Сюзанна торопливо схватила медальон, вероятно, оторвавшийся у нее от браслета, на котором он висел, при порывистом движении руки, когда она была испугана внезапным появлением Лашоссе.

— Благодарю Вас, — промолвила она, украдкой пожимая руку Сэн-Круа, и устремила взгляд, полный материнской нежности, на своего одинокого сына. Однако она тотчас же отвернулась от него, так как к ней уже подходил Дамарр.

— Сюзанна, — сказал он, — Лашоссе подал экипаж.

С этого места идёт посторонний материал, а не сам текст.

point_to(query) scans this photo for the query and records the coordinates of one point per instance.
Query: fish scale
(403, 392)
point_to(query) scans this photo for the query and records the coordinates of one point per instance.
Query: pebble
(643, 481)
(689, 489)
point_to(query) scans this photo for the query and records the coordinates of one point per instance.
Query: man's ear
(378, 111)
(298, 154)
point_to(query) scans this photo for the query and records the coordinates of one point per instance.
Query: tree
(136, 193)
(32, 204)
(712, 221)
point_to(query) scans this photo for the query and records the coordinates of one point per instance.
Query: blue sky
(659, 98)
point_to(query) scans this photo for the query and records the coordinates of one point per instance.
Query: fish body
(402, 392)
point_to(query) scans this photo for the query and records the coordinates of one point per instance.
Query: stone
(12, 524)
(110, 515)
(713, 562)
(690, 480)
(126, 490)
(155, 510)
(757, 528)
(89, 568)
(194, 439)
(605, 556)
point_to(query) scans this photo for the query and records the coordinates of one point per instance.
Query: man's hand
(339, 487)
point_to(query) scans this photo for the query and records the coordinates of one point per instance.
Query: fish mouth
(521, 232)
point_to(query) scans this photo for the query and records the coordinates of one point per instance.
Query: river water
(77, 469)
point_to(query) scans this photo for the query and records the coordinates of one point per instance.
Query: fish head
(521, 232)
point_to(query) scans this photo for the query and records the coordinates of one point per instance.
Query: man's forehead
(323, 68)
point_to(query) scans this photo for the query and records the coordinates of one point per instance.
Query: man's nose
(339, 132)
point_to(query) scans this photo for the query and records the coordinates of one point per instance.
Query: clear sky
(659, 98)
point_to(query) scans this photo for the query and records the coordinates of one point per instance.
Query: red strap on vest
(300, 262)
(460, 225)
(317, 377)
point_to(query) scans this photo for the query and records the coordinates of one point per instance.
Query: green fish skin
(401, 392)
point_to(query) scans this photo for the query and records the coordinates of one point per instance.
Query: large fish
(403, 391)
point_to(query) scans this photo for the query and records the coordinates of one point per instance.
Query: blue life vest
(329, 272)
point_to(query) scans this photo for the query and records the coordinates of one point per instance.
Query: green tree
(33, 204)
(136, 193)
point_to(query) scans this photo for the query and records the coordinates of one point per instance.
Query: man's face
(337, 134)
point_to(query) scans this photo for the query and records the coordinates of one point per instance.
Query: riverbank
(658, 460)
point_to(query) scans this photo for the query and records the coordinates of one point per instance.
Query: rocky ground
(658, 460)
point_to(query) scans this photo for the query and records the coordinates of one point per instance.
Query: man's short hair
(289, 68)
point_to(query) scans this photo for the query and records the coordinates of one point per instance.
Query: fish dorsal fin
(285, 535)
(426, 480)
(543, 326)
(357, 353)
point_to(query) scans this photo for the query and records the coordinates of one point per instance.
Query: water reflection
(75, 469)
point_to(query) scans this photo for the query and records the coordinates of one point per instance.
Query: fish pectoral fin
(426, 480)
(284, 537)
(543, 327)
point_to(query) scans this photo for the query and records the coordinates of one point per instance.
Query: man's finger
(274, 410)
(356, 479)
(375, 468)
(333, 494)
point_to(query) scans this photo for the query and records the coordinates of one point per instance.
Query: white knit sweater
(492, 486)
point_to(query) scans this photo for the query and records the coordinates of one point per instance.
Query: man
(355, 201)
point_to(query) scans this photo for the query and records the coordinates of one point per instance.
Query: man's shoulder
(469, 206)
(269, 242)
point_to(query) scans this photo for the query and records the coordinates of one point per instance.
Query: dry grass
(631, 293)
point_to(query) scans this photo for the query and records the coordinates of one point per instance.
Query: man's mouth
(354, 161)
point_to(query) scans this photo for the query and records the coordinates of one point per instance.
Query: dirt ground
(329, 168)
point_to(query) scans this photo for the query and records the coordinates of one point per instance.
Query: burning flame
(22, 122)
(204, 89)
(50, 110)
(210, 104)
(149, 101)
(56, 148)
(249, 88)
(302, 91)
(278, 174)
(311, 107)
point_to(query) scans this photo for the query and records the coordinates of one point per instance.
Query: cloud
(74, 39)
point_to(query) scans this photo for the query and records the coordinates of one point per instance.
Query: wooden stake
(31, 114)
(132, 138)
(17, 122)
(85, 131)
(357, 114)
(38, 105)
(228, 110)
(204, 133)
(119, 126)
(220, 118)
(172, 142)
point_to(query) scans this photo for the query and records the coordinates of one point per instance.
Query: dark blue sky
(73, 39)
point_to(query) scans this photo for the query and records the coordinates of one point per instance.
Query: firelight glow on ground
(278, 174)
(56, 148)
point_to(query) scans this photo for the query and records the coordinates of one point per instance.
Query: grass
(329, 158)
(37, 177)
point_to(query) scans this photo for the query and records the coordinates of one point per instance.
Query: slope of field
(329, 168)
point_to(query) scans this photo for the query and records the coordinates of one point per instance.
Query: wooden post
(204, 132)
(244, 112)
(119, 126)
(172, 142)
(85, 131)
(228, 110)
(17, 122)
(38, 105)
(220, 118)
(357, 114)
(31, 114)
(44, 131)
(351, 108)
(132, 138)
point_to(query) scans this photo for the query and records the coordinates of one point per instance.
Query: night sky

Остальные гости также стали прощаться с радушным хозяином.

Между прочим подошел к нему и Сэн-Лорен.

— Довольны ли Вы моим угощением? — спросил Пенотье.

— Во всех отношениях… Ваш дом восхитителен. Скажите, однако, любезный коллега, — продолжал гость, — подземелье под ним, должно быть, имеет большое протяжение? Я слышал, что у Вас существуют значительные склады вин.

— Конечно. Подвалы этого старинного здания, построенного некогда графами Невэр, простираются до улицы Фран-Буржуа.

— Значит, они соединяются, как говорил мне Ваш дворецкий, с каменоломнями?

— Совершенно верно. Из моих погребов можно отправиться на подземную прогулку. Если Вам придет охота, устроим это развлечение. Неприятно одно, что каменоломни кишат опасным сбродом; но не могу же я замуровать все лазейки!

“Лашоссе проник сюда через каменоломни, — подумал про себя Сэн-Лорен. — Может быть, найдется средство похоронить его навсегда во мраке этих подземелий”.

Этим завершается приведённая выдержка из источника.